Bruck Textiles, generally with a staff of more than 300, has been a long-time supplier of fabric to ADA for its uniforms.

Bruck chief executive Geoff Parker yesterday said that the textiles company did not expect to feel any of the flow-on effects from the cuts.

“Though significant, they are just one of a number of customers we have,” he said.

“We don’t have any concerns at Bruck.”

Mr Parker said Bruck had been aware of the potential for cuts for the past two years and was not alarmed by this week’s news.

ADA has also announced 14 jobs will go from its head office in Melbourne.

Chief executive officer Dave Giles-Kaye said ADA made “a difficult decision” to ensure the future of the company and that they would continue providing uniforms to Australian defence forces as necessary.

“We don’t take this decision lightly and in no way does it reflect the effort or contribution of our employees,” he said.

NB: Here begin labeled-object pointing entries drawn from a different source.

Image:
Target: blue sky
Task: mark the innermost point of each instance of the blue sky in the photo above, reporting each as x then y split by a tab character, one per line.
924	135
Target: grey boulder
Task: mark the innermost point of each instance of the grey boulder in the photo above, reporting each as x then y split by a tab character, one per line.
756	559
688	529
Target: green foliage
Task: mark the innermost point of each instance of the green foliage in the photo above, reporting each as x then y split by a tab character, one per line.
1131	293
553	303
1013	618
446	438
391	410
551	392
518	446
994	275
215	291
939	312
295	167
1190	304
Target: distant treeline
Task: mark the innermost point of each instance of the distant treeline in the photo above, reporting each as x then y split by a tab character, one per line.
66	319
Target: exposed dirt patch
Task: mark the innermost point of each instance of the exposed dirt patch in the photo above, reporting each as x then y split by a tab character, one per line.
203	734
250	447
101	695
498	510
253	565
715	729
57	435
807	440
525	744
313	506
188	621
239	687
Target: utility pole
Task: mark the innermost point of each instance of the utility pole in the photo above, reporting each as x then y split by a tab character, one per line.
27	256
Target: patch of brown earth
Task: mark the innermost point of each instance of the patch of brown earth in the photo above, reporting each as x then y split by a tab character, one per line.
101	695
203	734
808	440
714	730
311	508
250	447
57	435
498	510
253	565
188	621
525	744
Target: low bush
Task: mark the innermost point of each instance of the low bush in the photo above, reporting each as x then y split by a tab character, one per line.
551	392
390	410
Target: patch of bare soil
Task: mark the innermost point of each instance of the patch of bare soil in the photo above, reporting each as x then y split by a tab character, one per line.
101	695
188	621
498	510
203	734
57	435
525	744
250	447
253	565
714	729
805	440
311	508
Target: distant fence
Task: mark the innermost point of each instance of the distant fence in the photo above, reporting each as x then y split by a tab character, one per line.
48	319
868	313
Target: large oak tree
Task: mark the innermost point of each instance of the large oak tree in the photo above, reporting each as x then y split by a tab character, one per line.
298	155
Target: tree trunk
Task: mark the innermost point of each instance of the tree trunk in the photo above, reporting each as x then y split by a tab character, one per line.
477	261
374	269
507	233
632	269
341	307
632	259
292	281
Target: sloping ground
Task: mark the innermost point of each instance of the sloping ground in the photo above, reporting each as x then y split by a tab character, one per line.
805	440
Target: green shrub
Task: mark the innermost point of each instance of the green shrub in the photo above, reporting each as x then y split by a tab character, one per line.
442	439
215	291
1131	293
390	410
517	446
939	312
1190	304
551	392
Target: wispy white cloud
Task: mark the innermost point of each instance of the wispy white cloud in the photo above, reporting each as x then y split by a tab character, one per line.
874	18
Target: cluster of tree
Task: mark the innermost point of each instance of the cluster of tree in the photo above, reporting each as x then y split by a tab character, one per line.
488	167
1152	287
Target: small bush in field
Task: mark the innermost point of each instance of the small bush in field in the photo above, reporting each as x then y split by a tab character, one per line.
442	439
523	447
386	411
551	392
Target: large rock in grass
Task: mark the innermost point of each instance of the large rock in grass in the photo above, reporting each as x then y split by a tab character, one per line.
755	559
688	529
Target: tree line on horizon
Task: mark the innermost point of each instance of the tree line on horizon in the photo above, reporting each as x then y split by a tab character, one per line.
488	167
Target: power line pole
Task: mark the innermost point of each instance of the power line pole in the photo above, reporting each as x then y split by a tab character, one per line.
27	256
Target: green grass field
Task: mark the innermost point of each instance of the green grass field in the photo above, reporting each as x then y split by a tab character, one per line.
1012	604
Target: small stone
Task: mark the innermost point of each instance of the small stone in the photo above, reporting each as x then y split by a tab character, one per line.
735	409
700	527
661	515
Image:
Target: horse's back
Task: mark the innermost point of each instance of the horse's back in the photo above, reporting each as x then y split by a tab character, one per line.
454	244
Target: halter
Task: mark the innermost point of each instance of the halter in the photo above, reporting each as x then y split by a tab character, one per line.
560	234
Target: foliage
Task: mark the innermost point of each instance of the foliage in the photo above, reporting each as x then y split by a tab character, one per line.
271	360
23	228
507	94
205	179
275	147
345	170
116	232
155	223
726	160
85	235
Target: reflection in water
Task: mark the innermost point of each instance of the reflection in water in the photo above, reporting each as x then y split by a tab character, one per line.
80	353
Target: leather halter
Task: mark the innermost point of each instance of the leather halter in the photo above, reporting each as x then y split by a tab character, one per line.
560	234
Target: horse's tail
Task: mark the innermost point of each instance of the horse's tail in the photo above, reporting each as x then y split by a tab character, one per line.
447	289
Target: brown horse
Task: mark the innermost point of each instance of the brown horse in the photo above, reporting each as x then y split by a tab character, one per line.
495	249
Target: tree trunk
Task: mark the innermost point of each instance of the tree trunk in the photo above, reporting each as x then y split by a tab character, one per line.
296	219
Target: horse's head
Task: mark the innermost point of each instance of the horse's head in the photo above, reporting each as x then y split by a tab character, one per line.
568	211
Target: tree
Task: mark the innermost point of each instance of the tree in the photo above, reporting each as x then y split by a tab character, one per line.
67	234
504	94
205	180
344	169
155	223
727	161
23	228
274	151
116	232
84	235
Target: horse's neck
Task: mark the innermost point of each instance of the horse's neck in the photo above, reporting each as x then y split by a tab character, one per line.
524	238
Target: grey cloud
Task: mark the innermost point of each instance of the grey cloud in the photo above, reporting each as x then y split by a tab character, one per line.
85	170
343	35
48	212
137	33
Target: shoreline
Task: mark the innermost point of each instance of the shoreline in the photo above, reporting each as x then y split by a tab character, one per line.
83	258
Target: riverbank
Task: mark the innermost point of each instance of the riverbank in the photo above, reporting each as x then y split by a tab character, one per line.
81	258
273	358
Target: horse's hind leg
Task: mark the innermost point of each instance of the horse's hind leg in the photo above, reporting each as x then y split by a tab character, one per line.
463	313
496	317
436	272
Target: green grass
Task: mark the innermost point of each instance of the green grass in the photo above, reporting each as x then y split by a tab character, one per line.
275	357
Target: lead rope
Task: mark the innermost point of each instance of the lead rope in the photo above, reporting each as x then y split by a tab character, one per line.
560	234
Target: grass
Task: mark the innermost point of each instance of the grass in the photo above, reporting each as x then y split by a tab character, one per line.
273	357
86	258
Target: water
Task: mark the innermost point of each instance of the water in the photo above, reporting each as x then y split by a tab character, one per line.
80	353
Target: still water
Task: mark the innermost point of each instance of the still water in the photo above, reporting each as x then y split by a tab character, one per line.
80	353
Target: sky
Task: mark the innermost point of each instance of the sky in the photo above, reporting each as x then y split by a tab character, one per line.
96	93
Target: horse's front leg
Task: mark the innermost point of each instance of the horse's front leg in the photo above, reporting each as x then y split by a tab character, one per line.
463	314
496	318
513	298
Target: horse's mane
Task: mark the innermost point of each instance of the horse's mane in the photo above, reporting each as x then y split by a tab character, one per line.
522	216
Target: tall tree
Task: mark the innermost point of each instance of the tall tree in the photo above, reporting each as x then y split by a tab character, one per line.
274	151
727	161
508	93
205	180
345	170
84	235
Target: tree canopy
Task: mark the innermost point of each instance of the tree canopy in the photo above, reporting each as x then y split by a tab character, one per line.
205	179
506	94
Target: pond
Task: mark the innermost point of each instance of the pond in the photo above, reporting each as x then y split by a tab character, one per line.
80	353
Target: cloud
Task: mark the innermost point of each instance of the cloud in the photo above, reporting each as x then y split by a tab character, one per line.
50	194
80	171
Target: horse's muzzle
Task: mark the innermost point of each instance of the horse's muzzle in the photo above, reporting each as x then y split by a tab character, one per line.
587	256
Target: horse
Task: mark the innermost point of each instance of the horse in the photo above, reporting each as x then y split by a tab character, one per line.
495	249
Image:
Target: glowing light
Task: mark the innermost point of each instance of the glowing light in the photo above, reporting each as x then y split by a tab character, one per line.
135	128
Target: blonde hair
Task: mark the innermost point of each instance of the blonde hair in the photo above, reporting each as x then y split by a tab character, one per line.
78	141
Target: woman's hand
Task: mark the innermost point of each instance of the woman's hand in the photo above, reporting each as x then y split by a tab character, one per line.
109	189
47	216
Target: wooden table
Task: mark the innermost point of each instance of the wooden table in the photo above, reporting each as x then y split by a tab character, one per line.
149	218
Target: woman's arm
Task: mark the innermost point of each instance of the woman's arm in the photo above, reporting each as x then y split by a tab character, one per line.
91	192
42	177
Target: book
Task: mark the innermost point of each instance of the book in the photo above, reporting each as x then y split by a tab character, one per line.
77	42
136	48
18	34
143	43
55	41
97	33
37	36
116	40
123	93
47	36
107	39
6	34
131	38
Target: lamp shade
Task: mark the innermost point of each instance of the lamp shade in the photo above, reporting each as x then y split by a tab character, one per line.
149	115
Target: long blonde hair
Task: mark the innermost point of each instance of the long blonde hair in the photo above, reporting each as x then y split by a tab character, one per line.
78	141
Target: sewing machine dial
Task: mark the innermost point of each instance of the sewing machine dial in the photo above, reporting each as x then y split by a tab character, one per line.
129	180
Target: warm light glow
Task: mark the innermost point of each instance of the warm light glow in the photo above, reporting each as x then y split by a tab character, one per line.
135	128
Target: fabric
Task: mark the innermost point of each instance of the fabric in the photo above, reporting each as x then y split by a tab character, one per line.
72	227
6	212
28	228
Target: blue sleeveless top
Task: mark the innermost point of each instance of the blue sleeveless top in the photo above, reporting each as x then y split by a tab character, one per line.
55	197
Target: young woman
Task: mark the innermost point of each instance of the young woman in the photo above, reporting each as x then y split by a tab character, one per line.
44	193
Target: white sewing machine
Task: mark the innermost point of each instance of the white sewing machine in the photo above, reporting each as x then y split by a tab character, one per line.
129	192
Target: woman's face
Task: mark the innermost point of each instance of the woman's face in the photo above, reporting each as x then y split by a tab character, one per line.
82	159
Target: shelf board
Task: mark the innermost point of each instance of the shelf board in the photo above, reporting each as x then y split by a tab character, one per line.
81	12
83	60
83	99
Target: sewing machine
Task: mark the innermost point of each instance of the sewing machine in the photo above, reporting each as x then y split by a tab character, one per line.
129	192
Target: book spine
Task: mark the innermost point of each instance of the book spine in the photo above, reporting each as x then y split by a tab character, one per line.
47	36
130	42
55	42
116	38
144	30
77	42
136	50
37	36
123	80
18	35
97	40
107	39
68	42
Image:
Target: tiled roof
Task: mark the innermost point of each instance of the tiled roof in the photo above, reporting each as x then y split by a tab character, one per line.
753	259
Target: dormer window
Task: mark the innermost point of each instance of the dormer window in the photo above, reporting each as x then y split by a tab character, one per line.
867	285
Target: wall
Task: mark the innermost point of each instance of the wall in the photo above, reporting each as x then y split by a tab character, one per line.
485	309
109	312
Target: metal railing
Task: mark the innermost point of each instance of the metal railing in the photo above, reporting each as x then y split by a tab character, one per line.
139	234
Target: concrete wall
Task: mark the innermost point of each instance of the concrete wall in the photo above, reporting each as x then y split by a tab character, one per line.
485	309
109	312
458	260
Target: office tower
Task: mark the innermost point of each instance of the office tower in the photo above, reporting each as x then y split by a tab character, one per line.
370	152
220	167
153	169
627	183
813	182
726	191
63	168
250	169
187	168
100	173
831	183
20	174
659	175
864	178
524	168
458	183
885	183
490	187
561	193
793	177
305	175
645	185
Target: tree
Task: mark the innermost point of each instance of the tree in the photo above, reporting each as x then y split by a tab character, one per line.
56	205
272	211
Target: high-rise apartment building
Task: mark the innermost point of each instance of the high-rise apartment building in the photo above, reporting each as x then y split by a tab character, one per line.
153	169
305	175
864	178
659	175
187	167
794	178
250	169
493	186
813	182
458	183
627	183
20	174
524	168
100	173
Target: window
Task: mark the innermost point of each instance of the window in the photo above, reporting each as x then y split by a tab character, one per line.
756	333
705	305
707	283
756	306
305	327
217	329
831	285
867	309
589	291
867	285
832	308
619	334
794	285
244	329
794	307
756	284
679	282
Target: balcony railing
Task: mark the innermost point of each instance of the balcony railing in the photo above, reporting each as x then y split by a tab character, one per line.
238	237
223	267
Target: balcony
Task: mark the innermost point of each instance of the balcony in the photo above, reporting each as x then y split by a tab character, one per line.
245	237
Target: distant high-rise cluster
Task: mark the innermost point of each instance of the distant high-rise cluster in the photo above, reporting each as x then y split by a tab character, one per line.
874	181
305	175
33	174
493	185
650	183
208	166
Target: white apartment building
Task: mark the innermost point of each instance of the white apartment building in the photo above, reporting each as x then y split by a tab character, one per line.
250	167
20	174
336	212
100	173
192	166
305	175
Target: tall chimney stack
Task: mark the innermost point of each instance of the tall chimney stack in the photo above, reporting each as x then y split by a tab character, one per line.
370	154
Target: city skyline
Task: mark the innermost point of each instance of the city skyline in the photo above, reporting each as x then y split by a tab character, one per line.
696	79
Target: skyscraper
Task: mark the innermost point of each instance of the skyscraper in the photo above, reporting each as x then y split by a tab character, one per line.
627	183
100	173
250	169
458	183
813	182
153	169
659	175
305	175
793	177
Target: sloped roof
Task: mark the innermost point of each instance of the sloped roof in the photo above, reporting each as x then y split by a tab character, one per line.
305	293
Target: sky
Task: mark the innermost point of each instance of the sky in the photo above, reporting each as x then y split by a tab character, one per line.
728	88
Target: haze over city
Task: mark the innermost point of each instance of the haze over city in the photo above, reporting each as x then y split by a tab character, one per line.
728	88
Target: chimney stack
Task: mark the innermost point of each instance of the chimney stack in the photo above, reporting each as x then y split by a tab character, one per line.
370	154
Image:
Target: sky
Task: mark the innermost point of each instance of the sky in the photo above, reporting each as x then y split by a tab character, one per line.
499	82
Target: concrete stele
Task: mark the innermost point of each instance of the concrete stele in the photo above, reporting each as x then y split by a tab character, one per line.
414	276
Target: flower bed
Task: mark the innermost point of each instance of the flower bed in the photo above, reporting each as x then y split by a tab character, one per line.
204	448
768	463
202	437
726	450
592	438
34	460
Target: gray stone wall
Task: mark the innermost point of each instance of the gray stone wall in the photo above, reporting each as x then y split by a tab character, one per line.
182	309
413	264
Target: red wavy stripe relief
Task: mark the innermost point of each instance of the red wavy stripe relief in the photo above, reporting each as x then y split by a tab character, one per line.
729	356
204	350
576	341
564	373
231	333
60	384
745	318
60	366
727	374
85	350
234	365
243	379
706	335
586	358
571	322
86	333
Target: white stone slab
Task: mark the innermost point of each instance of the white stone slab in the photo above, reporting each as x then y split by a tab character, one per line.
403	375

The non-defence sections of ADA’s business would continue to operate as normal.

ADA also reinforced its commitment to manufacturing in Victoria.

“We’re here for the long term, with plans to invest heavily with the CSIRO, Defence Materials Technology Centre and Victorian Centre for Advanced Materials Manufacturing to develop stronger, safer new combat materials and technology,” Mr Giles-Kaye said.